- Theatrical release poster
- Directed by: Frank McDonald
- Screenplay by: Robertson White David Diamond
- Produced by: Hal B. Wallis Jack L. Warner
- Starring: Glenda Farrell Barton MacLane Anne Nagel
- Cinematography: Arthur L. Todd
- Edited by: Frank Magee
- Music by: Howard Jackson
- Production company: Warner Bros. Pictures
- Distributed by: Warner Bros. Pictures
- Release date: November 13, 1937;
- Running time: 61 minutes
- Country: United States
- Language: English

= The Adventurous Blonde =

1937 film by Frank McDonald

The Adventurous Blonde is a 1937 American comedy mystery film directed by Frank McDonald and starring Glenda Farrell, Barton MacLane and Anne Nagel. It was written by Robertson White and David Diamond. The film is the third in the Torchy Blane series and was released on November 13, 1937, by Warner Bros. Pictures.

==Plot==
Torchy Blane is handed a telegram, which she reads before realizing that it was intended for Theresa Gray, the woman sitting next to her on the train. Torchy's own telegram is from her boyfriend detective Steve McBride announcing that he will have a minister waiting to marry them when she arrives at the station.

Rival reporters Mat, Dud, Mugsy and Pete, who are jealous of Torchy's success and fear that her marriage to Steve will prevent them from acquiring news tips from the police department, play a practical joke on her. The reporters hire an actor to play dead and they phone Steve with the news. They hope that Torchy will report the death and that a second paper owned by publisher Mortimer Gray will embarrass her by printing the truth. A fake broadcast comes to Steve and Torchy while driving to the minister in Steve's police car. They hurry to the scene of the crime and Torchy phones the story into her newspaper. An extra edition headlining the murder is quickly on the streets, and the opposition newspapers print a denial of Torchy's story.

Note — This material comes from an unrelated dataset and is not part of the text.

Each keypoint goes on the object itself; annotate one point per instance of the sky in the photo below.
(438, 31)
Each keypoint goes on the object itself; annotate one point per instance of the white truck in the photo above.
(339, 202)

However, the hoax victim Harvey Hammond has actually been murdered and Torchy once again has beat other reporters to the story. Suspects in Harvey's death including actress Grace Brown, Grace's boyfriend Hugo Brand and Theresa Gray, Hammond's former lover. Torchy frames Theresa for the murder in order to force a confession from Theresa's husband Mortimer. It was Mortimer, who knew about the proposed joke and was jealous of his wife's relationship with Hammond, who seized the opportunity to kill him. He confessed to the crime before taking a dose of poison. Cleared of any suspicion, Hugo and Grace are married by Torchy's waiting magistrate, and Torchy and Steve postpone their wedding once again.

==Home media==
Warner Archive released a DVD box-set collection featuring all nine Torchy Blane films on March 29, 2011.